Adjust ShouldAutoContinue to be available to any thread plan previous to the plan that
explains a stop, not limited to the parent to the plan that explains the stop.
Before this change, Thread::ShouldStop did the following:
- find the plan that explains the stop
- if it's not a master plan, continue processing previous (aka parent) plans
- first, call ShouldAutoContinue on the immediate parent of the explaining plan
- then loop over previous plans, calling ShouldStop and MischiefManaged
Of note, the iteration in step 4 does not call ShouldAutoContinue, so again only the
plan just prior to the explaining plan is given the opportunity to override whether to
continue or stop.
This commit changes the loop to also call ShouldAutoContinue, giving each plan the opportunity
to override ShouldStop of previous plans.
Why?
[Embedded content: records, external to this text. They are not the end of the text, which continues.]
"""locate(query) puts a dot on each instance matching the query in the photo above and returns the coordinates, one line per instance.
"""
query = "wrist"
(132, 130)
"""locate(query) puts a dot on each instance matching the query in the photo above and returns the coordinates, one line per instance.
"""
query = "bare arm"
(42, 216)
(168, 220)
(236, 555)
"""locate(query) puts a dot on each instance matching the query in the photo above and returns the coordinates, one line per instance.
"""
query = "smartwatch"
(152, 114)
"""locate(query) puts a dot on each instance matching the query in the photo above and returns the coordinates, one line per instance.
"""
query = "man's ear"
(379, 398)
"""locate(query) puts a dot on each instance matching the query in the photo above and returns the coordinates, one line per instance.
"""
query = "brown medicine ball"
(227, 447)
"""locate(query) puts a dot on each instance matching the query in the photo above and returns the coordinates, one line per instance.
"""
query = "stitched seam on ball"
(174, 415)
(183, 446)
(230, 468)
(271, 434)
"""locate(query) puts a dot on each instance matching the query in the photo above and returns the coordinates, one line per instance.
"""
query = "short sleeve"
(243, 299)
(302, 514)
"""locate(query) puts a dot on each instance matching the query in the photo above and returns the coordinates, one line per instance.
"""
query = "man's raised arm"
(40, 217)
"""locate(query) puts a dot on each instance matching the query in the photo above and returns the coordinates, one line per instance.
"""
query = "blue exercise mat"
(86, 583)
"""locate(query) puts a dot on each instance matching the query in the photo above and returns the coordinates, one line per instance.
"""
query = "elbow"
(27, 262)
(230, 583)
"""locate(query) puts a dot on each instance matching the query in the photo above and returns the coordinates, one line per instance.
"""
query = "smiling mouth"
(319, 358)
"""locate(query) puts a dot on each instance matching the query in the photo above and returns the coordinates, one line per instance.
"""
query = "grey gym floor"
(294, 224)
This allows a plan to do the following:
- mark itself done and be popped off the stack
- allow parent plans to finish up, to also be popped off the stack
- and finally, have the thread continue, not stop
This is useful for stepping into async functions. A plan will would step far enough
enough to set a breakpoint on the async target, and then use ShouldAutoContinue to
unwind the necessary stepping, and then have the calling thread continue.
Happy to iterate on this. I wanted to take the opportunity to explain this, since by name it may seem unclear how exactly it relates to ShouldStop.